Richard Loper of the Historic Effingham Society has asked for the county’s assistance in constructing bathrooms at the Living History Site. There are bathrooms in the Old Jail Museum, but Loper acknowledged those facilities are not handicapped-accessible.
“The reasons for this is we’re having larger and larger groups visit the museum,” he said.
Commissioners are expected to take up the matter at their Aug. 5 meeting, and Loper initially made his plea in August for help with bathrooms.
Part of the Living History Site and museum lies on city of Springfield property. The spot where the Historic Effingham Society wants to construct bathrooms is on the county-owned section. Loper said the group wants to put the bathrooms between the Old Jail Museum and the Seckinger-Bridgers House, the first of the buildings to be moved to the Living History Site, converting an old wellhouse for the purpose.
“We’re not in the bathroom building business,” Loper said. “We can move an old building.”
The projected cost for the bathrooms is $31,000, and Loper said the HES has had several people look at the project.
“We’ve got some things we can include in there that need to be done,” he said.
The Historic Effingham Society has rented portable toilets when the site expects a sizable number of visitors, “and those aren’t the greatest things around for festivals and large groups,” Loper added.
The museum and the Living History Site are becoming more popular with tour groups and other visitors, Loper said. The site has brought in groups as large as 300 people at one time. There is a restroom in the museum, which is on county property, and a restroom in the Boy Scout Hut, which is on the city portion of the site.
“We bring in people to the county who might not come here otherwise,” he said. “That’s some of the best dollars we can get in this county is from tourists coming here. They have money to spend, and we want them here.”
Commissioner Vera Jones said she wanted more time and also wanted to see what interest Springfield might have in the project.
“I think some more need time and information,” she said.
Jones said the county doesn’t want to appear as if it is giving money to a non-profit group at the exclusion of other such organizations, so she asked that any deal struck between the county and the Historic Effingham Society be a contract for services.
“If we’re going to continue that route and spend money, we need to do that, so we’re getting a service back if we’re spending taxpayer dollars,” she said. “We need to look at a contract of services so we get this particular relationship in line like we did with the Chamber of Commerce.”
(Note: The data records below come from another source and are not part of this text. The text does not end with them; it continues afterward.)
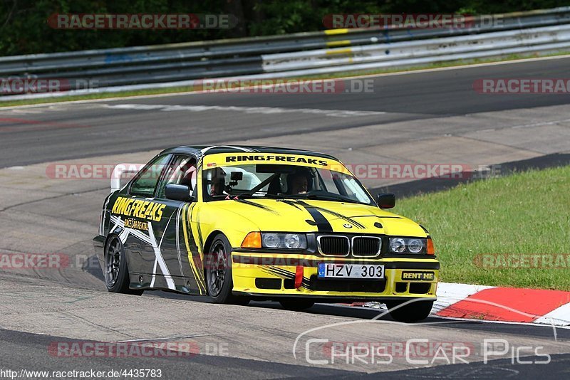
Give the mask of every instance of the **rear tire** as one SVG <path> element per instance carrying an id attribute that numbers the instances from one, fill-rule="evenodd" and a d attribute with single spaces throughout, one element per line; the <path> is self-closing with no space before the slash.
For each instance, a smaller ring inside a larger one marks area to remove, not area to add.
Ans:
<path id="1" fill-rule="evenodd" d="M 398 322 L 410 323 L 419 322 L 430 316 L 433 307 L 433 301 L 416 300 L 403 306 L 405 301 L 386 302 L 390 316 Z M 399 306 L 399 307 L 398 307 Z M 397 309 L 395 307 L 398 307 Z"/>
<path id="2" fill-rule="evenodd" d="M 282 300 L 279 301 L 279 303 L 284 309 L 296 311 L 306 310 L 315 305 L 314 301 L 303 299 Z"/>
<path id="3" fill-rule="evenodd" d="M 241 305 L 249 303 L 249 298 L 232 294 L 232 246 L 223 234 L 214 238 L 206 260 L 206 286 L 214 303 Z"/>
<path id="4" fill-rule="evenodd" d="M 105 285 L 113 293 L 140 295 L 143 290 L 129 289 L 129 269 L 125 247 L 118 236 L 113 235 L 105 245 Z"/>

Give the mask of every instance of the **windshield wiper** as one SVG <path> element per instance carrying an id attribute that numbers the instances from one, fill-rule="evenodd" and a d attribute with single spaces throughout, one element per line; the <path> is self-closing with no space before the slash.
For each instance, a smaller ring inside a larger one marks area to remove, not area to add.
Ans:
<path id="1" fill-rule="evenodd" d="M 343 201 L 351 204 L 361 204 L 358 201 L 355 201 L 348 196 L 344 196 L 340 194 L 335 194 L 333 193 L 325 194 L 308 194 L 306 195 L 307 199 L 322 199 L 323 201 Z"/>
<path id="2" fill-rule="evenodd" d="M 268 185 L 269 182 L 273 181 L 273 179 L 276 176 L 279 176 L 279 173 L 274 173 L 269 177 L 266 178 L 264 181 L 262 181 L 261 183 L 249 190 L 249 191 L 244 191 L 243 193 L 238 193 L 238 194 L 228 194 L 229 197 L 233 196 L 232 199 L 239 199 L 240 196 L 253 196 L 255 193 L 265 187 L 266 185 Z"/>

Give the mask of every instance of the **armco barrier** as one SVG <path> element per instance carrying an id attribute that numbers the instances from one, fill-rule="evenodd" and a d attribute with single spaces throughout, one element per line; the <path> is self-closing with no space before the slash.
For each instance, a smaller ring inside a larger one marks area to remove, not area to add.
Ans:
<path id="1" fill-rule="evenodd" d="M 268 37 L 0 58 L 0 78 L 93 83 L 0 100 L 192 85 L 206 78 L 286 78 L 566 51 L 570 7 L 493 15 L 469 28 L 333 29 Z M 67 89 L 66 89 L 67 90 Z"/>

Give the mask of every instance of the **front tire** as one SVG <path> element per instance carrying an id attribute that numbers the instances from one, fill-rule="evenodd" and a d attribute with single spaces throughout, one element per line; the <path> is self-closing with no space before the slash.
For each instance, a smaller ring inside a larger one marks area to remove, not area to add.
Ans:
<path id="1" fill-rule="evenodd" d="M 214 238 L 206 261 L 206 286 L 214 303 L 247 305 L 249 298 L 232 294 L 232 246 L 223 234 Z"/>
<path id="2" fill-rule="evenodd" d="M 113 293 L 140 295 L 142 290 L 129 289 L 129 270 L 125 247 L 118 236 L 113 235 L 105 245 L 105 285 Z"/>
<path id="3" fill-rule="evenodd" d="M 433 301 L 415 300 L 402 306 L 405 302 L 393 301 L 386 303 L 390 316 L 398 322 L 411 323 L 423 320 L 429 317 L 433 307 Z"/>

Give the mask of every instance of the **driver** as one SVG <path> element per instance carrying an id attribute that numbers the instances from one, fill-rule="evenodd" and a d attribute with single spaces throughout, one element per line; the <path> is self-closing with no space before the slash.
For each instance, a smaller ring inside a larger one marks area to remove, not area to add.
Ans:
<path id="1" fill-rule="evenodd" d="M 222 168 L 213 169 L 212 171 L 209 195 L 211 196 L 224 195 L 224 190 L 226 187 L 226 172 Z"/>
<path id="2" fill-rule="evenodd" d="M 287 176 L 287 189 L 290 194 L 304 194 L 309 189 L 311 174 L 304 169 Z"/>

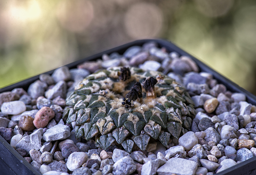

Chairman Wendall Kessler said one difference in this instance is that the county already owns the land.
“It’s not just writing a check to a non-profit,” he said.
Loper told commissioners the county and the city have been good to the Historic Effingham Society and its efforts over the years. But new bathrooms are a need.
“We’re in the unique position in that we’re sitting on part of the county and part of the city,” he said.
“But to grow, some of the things we need funding on we haven’t been able to do. Restrooms is one of the issues. That’s our number one priority. We need it really, really bad.”
Loper said the volunteers for the HES are ardent and active. During his April appearance before commissioners, he said the group recorded 174 volunteer hours to that point. There are two part-time people on staff at the Museum, he said, even though they work about 40 hours a week.
“We’re not short in people working,” he said. “This year alone, we have had 174 volunteer hours. We’ve got people who are willing. We’ve got the best volunteer group. They are unbelievable people. They give of themselves. We’re history nuts, or we wouldn’t be doing this.”
A golf tournament raised $6,000 for the Historic Effingham Society, and the HES also has raised money through dinner sales. The group once received funding from the county, but that ended.
“We have had to raise money for nearly everything we’ve done,” he said.
The Living History Site has been the beneficiary of some recent donations, including the old Blandford depot and the money to have it moved.
“We’re in the process of building a one-room school now,” Loper said. “It’s a replica of the Bethel school. We had one guy who funded that entire school. He wrote us a check and if that’s not enough, I’ll write you another check. We were lucky enough to get the bell that came out of the original Clyo school. We almost fell out when it popped in. We are truly blessed with our citizens.”
The floors have been cut out and are ready for drain lines to go in but no new equipment has been purchased. Loper said he would love to see the county to take part in the improvements. Commissioners are expected to have the issue on their Aug. 4 agenda.
“I would love to see the county support this project,” he said, “regardless of what happens with the city of Springfield.”